The question was whether the exclusion applied only if the pollution or contamination was the proximate cause of the damage, or whether the words “caused by” connoted something looser than proximate cause so that the exclusion applied as long as the pollution or contamination was part of the chain of events leading to the damage.
The majority found that since the general rule is that causation language in an insurance policy refers to proximate cause, and as there was nothing to suggest the parties’ intention to displace this general rule, including the wording of the write-back, the exclusion did not apply.
In his leading judgment, Popplewell LJ provided a useful refresher of the principle of proximate cause and the presumption that an exclusion of damage caused by a certain peril is concerned only with the proximate cause (see paragraph 27 of the judgment).
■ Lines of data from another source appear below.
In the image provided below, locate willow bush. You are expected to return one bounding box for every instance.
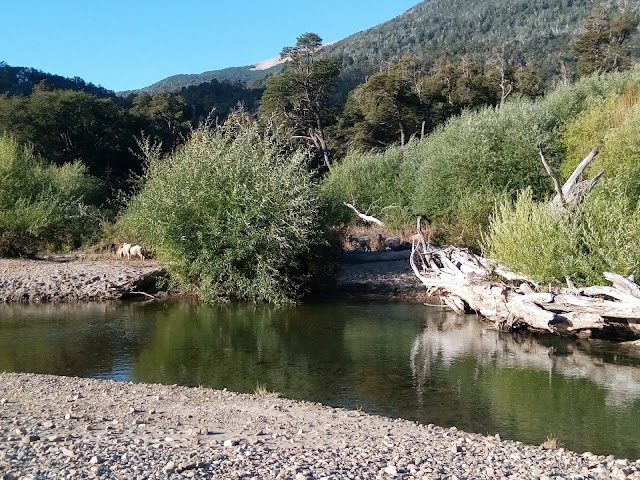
[562,82,640,204]
[0,135,100,257]
[321,141,417,228]
[119,114,320,303]
[485,183,640,285]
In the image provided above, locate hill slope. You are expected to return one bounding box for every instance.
[120,0,640,94]
[327,0,638,76]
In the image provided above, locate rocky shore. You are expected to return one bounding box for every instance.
[0,256,168,303]
[0,373,640,480]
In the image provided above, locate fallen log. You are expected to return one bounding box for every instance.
[410,221,640,338]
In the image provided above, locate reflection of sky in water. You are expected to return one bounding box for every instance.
[410,317,640,407]
[0,302,640,458]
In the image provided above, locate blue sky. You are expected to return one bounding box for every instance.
[0,0,419,91]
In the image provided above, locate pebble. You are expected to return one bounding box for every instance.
[0,373,640,480]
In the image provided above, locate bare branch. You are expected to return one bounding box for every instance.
[538,145,567,210]
[344,202,384,227]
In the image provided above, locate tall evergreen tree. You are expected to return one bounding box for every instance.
[260,33,340,168]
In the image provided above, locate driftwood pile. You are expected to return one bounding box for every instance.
[411,149,640,339]
[411,235,640,339]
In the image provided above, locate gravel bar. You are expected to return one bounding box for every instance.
[0,373,640,480]
[0,257,164,303]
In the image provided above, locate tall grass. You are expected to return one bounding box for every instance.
[0,135,100,257]
[321,141,417,228]
[485,183,640,285]
[120,114,320,303]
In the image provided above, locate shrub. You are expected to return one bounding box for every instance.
[413,100,559,222]
[0,136,99,256]
[321,141,416,228]
[120,114,319,303]
[484,189,576,283]
[540,67,640,129]
[562,82,640,204]
[485,184,640,285]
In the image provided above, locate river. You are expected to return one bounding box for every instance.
[0,301,640,459]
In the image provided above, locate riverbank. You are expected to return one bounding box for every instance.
[0,373,640,480]
[0,256,163,303]
[0,251,427,303]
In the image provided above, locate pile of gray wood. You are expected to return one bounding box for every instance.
[411,149,640,339]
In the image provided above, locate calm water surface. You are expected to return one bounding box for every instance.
[0,302,640,459]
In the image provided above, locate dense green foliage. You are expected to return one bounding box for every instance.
[321,142,418,227]
[120,114,318,303]
[0,84,139,186]
[324,99,561,247]
[486,186,640,285]
[0,61,115,98]
[486,69,640,284]
[326,0,640,85]
[0,135,98,256]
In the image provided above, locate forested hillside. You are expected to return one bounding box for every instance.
[121,0,640,98]
[327,0,638,75]
[118,64,282,96]
[0,61,115,97]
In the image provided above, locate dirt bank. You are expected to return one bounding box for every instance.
[0,256,163,302]
[0,374,640,480]
[0,251,427,302]
[332,250,428,303]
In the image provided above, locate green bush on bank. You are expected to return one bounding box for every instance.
[485,183,640,285]
[562,81,640,204]
[0,135,99,257]
[120,114,319,303]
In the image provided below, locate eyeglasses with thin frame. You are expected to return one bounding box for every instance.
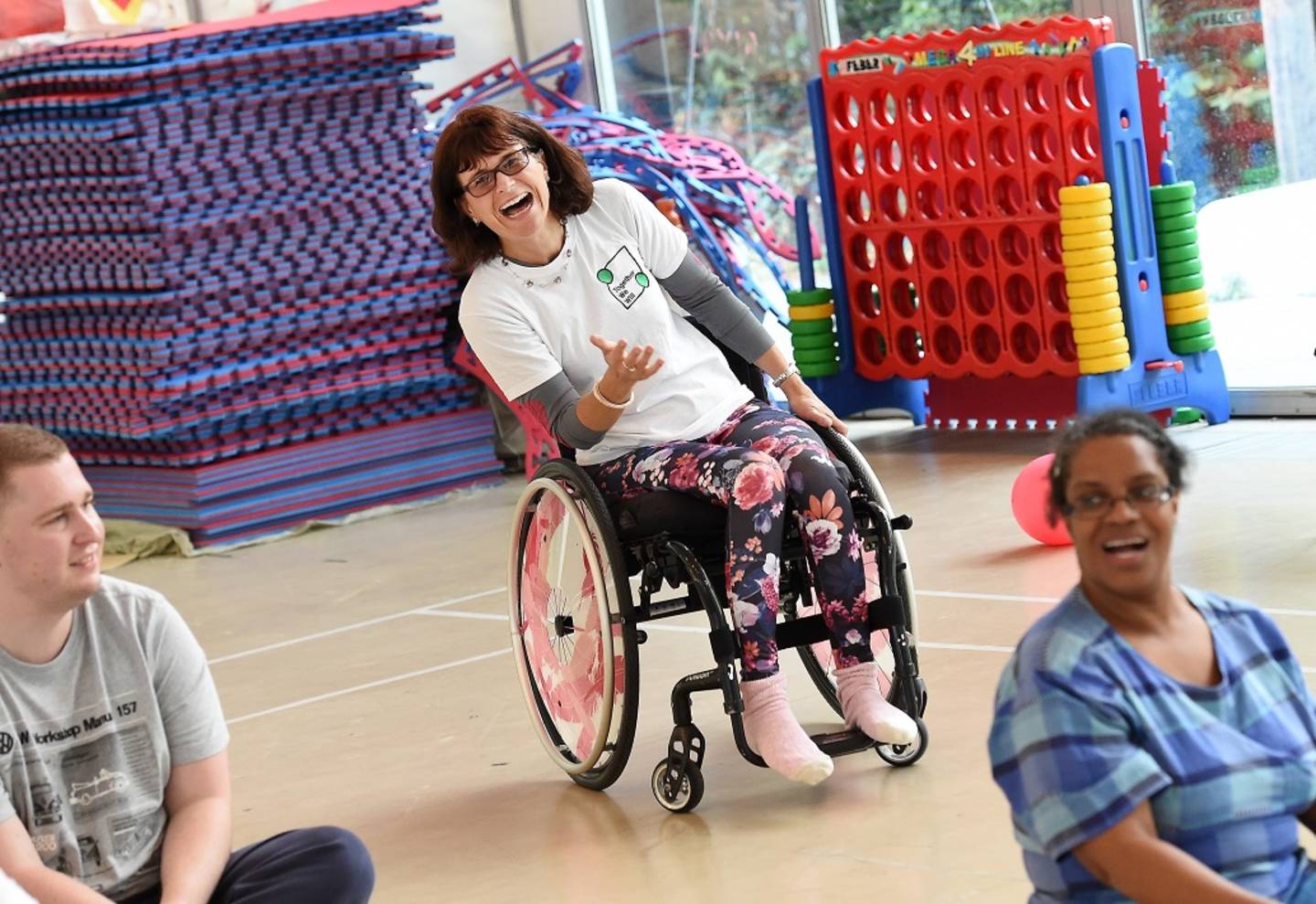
[1062,483,1175,521]
[462,146,535,197]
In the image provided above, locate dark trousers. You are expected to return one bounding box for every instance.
[123,826,375,904]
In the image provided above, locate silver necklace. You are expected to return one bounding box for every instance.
[499,218,571,288]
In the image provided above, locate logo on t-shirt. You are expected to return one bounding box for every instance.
[595,245,649,308]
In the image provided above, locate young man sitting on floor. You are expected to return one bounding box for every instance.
[0,424,375,904]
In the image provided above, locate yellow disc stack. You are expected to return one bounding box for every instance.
[1061,182,1130,374]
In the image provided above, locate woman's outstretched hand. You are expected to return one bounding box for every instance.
[589,333,663,395]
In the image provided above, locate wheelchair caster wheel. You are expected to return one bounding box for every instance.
[876,716,928,766]
[653,757,704,814]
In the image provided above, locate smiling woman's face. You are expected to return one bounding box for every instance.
[457,142,553,249]
[1065,434,1179,602]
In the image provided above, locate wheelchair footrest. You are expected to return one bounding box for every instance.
[777,596,904,650]
[810,728,877,757]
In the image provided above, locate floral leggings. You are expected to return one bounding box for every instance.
[586,400,873,680]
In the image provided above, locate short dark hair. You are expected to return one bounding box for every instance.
[0,424,69,499]
[1046,408,1188,523]
[429,104,593,272]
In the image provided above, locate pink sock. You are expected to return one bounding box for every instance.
[835,662,918,743]
[741,673,832,784]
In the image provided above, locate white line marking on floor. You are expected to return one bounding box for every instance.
[918,641,1014,653]
[421,612,1014,653]
[228,647,512,725]
[209,587,1316,665]
[913,587,1065,602]
[209,587,506,665]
He also noted the relevant commercial context: that the risk of a fuel leak was amongst the most obvious risks to the business and one against which the policyholder would naturally desire cover.
Not all the justices were convinced though. In his dissenting judgment, Males LJ confessed that it made perfect sense to him, as a matter of ordinary language, to say that the damage was “caused by pollution or contamination”. In his view, although the pollution and contamination was not the proximate cause of the damage as the term would be used by an insurance lawyer or a broker, it was nonetheless the cause of the damage that was the subject of the claim and meant the business had to be shut down.
Popplewell LJ noted that policyholders like BLG will have the benefit of expert advice on the scope of cover under their policies from their brokers, who are well placed to advise on the effect of exclusions, such as the one in question, because they are familiar with the basic insurance principle of proximate causation and understand the language which reflects it or modifies it.
The decision will no doubt serve as a reminder to brokers, then, that when it comes to excluded perils, the presumption is that causation refers to proximate cause, but this can be modified by the wording of the exclusion. Phrases for policyholders and brokers to watch out for are those that widen the meaning of causation in an exclusion, such as “directly or indirectly caused by”.
If there is potential for losses resulting from causes that are more far reaching than the proximate cause to be excluded, brokers’ review of the scope of cover and effect of the exclusion should therefore include assessing whether an excluded cause of loss could arise somewhere in the causal chain of events (even if it is not the proximate cause) because this might present a barrier to cover.